La catégorie juridique des prestataires de services de paiement (PSP) regroupe principalement les établissements de crédit, les établissements de paiement, les établissements de monnaie électronique et, depuis l’ordonnance n° 2017-1252 du 9 août 2017, les prestataires de services d’information sur les comptes [1] .
Sans surprise, les activités constitutives des services de paiement sont couvertes par un monopole institué spécialement pour elles. C’est ainsi que, selon l’article L. 521-2 du Code monétaire et financier, il est interdit à toutes autres personnes que celles mentionnées à l’article L. 521-1, principalement les établissements de paiement, les établissements de monnaie électronique et les établissements de crédit, de fournir des services de paiement au sens du II de l’article L. 314-1 « à titre de profession habituelle ». On rappellera que l’article L. 314-1 du Code monétaire et financier, issu de l’ordonnance n° 2009-866 du 15 juillet 2009, définit de façon positive comme négative la notion de services de paiement. Nous y retrouvons, notamment, les services permettant le versement d’espèces sur un compte de paiement et les opérations de gestion d’un compte de paiement, les services tendant au retrait d’espèces sur un compte de paiement et les opérations de gestion d’un compte de paiement ou encore l’exécution des opérations de paiement par prélèvement, par carte de paiement ou par virement. Bien évidemment, à l’instar de tout monopole, celui des prestataires de services de paiement n’est pas sans exception [2] .
Or, selon l’article L. 572-5, I, du Code monétaire et financier, la méconnaissance de l’interdiction prescrite par l’article L. 521-2 est punie de trois ans d’emprisonnement et de 375 000 euros d’amende (1 875 000 pour les personnes morales). La personne reconnue coupable de cette infraction encourt également diverses peines complémentaires [3] .
Ce délit demeure cependant mal connu du grand public. Il n’est donc pas surprenant de constater que par une mise en garde récente, l’Autorité de contrôle prudentiel et de résolution (ACPR) éprouve le besoin d’en rappeler l’existence.
Celle-ci commence par indiquer que, depuis 2016, avec l’appui de l’Autorité de régulation des communications électroniques, des postes et de la distribution de la presse (ARCEP), elle a entrepris une démarche active pour demander à l’ensemble des opérateurs de télécommunication intervenant dans la chaîne de reversement des paiements « sur facture » et fournissant des services de paiement à leurs utilisateurs de se mettre en conformité avec les dispositions prévues par la directive (UE) 2015/2366 du Parlement et du Conseil du 25 novembre 2015 concernant les services de paiement dans le marché intérieur, dite « DSP 2 ».
L’ACPR souligne alors que ces multiples actions ont donné d’excellents résultats puisque la plupart des opérateurs ont modifié leurs statuts. Ainsi, pour la seule année 2021, l’Autorité a reçu deux demandes d’agrément d’établissement de paiement et quarante demandes d’enregistrement comme agent de prestataire de services de paiement.
Toutefois, en l’absence de mise en conformité de 13 opérateurs, l’ACPR a décidé de les inscrire sur une « liste noire » des sites proposant des crédits, des livrets d’épargne, des services de paiement ou encore des contrats d’assurance sans y être autorisés car ils agissent au détriment des utilisateurs de services de paiement qui ne bénéficient pas du cadre protecteur mis en place par la DSP2. Cette liste accompagne la mise en garde en question.

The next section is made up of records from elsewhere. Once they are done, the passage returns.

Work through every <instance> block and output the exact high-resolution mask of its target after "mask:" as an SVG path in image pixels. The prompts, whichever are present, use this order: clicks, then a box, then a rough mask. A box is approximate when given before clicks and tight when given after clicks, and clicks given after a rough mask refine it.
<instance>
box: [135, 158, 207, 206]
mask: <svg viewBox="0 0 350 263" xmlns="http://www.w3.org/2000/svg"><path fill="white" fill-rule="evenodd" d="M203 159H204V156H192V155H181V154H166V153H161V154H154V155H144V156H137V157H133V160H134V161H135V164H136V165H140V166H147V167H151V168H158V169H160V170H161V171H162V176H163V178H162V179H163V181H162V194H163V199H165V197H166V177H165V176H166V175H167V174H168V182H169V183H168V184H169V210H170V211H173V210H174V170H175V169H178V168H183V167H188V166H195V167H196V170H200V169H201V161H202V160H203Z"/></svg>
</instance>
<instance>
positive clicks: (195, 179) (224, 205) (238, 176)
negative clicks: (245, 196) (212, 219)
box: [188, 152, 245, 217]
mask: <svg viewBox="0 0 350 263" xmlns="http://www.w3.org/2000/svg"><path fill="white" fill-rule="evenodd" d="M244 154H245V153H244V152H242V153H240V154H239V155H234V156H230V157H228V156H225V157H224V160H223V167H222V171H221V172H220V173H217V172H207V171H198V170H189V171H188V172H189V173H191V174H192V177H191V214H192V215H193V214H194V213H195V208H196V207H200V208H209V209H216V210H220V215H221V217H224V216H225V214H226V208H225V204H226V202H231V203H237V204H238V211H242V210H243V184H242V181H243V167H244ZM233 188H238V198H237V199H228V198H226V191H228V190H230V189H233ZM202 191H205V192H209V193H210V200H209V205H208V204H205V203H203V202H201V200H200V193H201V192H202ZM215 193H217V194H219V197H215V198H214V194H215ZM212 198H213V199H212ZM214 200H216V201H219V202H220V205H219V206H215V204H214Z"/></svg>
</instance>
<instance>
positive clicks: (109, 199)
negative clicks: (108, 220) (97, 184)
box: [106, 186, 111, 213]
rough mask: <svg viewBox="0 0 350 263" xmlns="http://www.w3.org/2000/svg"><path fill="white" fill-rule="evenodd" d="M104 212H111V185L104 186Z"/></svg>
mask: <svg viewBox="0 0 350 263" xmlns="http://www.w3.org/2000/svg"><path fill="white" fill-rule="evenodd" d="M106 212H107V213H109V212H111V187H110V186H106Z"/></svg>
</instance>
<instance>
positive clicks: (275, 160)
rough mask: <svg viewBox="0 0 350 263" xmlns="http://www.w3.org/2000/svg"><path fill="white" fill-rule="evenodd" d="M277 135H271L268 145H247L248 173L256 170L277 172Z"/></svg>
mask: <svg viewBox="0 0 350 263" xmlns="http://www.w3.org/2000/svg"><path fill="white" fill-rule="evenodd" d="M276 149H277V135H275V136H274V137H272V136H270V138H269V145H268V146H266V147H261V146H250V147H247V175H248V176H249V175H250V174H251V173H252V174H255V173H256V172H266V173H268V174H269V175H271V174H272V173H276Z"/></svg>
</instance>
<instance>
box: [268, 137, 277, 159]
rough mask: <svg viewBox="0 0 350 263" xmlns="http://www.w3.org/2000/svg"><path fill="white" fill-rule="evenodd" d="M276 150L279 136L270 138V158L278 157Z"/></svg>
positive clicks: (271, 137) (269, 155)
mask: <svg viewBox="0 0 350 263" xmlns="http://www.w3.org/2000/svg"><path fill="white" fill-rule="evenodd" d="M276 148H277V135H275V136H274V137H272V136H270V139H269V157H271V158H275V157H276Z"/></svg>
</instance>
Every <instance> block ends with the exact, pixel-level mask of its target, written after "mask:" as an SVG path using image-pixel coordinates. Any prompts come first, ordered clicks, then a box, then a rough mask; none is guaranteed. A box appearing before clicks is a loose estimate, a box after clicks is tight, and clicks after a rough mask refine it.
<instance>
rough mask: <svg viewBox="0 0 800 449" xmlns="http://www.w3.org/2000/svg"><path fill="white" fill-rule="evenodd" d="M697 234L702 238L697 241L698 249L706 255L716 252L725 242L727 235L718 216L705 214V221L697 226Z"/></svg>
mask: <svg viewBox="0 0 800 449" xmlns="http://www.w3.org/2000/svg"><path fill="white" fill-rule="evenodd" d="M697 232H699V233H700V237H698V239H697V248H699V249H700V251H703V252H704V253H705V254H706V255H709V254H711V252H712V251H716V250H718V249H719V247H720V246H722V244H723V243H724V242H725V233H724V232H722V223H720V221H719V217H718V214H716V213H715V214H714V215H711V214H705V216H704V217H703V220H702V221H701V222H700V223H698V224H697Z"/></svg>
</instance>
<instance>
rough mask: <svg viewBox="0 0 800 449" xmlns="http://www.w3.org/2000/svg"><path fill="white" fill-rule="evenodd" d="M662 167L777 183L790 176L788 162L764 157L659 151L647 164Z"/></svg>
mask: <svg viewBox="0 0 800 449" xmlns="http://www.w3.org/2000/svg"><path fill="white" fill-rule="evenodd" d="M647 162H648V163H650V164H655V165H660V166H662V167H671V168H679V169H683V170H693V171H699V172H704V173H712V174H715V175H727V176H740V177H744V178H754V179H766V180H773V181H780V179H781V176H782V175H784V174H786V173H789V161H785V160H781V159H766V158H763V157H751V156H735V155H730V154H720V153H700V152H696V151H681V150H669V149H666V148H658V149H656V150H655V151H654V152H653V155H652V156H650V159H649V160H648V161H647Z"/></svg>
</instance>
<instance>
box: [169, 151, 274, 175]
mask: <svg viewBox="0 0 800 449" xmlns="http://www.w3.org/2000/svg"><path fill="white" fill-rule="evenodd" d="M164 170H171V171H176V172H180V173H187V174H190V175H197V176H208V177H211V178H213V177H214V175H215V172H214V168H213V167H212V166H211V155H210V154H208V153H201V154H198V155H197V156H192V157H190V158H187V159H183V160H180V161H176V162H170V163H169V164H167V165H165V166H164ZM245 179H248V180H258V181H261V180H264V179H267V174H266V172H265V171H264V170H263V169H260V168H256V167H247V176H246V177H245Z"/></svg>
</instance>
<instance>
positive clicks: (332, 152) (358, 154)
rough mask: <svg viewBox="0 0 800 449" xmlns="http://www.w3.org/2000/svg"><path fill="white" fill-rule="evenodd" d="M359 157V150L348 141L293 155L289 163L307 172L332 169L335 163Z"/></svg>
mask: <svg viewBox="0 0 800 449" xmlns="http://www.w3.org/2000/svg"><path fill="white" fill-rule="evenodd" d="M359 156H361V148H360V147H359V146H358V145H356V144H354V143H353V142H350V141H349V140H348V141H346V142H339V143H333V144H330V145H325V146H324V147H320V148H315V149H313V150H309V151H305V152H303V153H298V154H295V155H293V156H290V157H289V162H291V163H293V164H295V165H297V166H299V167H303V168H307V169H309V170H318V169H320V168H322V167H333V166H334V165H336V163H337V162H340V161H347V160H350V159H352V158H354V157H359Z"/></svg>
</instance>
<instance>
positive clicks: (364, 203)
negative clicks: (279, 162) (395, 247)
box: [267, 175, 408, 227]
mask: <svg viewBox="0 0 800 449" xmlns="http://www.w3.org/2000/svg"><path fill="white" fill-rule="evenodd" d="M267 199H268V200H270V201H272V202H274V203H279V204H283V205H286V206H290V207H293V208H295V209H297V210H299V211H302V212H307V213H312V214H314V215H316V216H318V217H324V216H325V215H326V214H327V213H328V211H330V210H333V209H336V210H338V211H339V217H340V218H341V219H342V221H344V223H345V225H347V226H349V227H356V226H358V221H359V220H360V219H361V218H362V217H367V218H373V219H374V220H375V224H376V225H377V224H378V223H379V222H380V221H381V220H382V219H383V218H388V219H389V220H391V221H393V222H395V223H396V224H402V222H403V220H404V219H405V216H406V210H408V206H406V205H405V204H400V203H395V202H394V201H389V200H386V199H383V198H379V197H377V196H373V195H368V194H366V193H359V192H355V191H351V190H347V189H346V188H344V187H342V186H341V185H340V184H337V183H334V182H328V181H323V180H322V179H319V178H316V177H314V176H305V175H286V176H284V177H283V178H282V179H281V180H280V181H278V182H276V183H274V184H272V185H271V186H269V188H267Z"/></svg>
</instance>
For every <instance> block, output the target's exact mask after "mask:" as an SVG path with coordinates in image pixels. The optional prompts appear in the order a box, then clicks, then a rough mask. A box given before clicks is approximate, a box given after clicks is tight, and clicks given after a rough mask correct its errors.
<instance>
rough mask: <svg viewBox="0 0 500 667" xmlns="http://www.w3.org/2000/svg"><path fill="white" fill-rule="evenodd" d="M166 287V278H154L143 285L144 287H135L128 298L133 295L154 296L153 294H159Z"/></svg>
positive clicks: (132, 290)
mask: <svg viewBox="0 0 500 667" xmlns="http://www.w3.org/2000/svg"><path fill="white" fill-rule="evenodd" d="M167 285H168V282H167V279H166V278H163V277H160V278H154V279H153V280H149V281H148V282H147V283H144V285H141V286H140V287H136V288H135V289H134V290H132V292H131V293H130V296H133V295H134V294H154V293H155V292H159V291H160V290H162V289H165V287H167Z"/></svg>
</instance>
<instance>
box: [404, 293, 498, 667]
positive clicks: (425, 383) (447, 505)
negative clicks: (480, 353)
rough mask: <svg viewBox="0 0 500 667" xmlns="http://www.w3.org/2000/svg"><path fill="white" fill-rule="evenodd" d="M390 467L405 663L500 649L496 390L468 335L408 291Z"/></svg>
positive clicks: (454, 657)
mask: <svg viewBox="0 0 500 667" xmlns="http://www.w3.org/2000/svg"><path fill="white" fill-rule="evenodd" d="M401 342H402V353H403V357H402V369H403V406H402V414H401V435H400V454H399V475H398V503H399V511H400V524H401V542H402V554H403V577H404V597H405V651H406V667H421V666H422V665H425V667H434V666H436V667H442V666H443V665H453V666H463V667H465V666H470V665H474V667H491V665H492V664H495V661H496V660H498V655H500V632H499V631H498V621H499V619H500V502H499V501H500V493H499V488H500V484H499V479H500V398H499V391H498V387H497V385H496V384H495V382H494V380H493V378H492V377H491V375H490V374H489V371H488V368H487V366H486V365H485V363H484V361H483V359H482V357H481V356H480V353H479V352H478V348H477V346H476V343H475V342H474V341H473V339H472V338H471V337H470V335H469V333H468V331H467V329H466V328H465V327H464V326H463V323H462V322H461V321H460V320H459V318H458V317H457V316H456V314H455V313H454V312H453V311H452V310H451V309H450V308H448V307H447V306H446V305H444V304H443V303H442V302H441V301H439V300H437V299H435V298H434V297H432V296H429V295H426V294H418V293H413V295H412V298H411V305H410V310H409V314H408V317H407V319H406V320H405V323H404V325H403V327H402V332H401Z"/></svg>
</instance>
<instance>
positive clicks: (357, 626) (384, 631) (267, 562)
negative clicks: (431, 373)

Enfin, et surtout, le superviseur des banques et des assurances rappelle que fournir des services de paiement sans disposer d’un agrément ou sans être mandaté comme agent de prestataire de services de paiement est une infraction pénale. Elle en a informé, semble-t-il, les autorités judiciaires. Des décisions pourraient donc être rendues, demain, sur le fondement du délit envisagé par l’article L. 572-5, I, du Code monétaire et financier. n
[1] . C. mon. fin., art. L. 521-1.
[2] . Les articles L. 521-3, L. 521-3-1 et L. 521-3-2 en témoignent. – J. Lasserre Capdeville, « Banque », Rép. Pénal Dalloz, 2018, n° 156.
[3] . C. mon. fin., art. L. 572-5, II.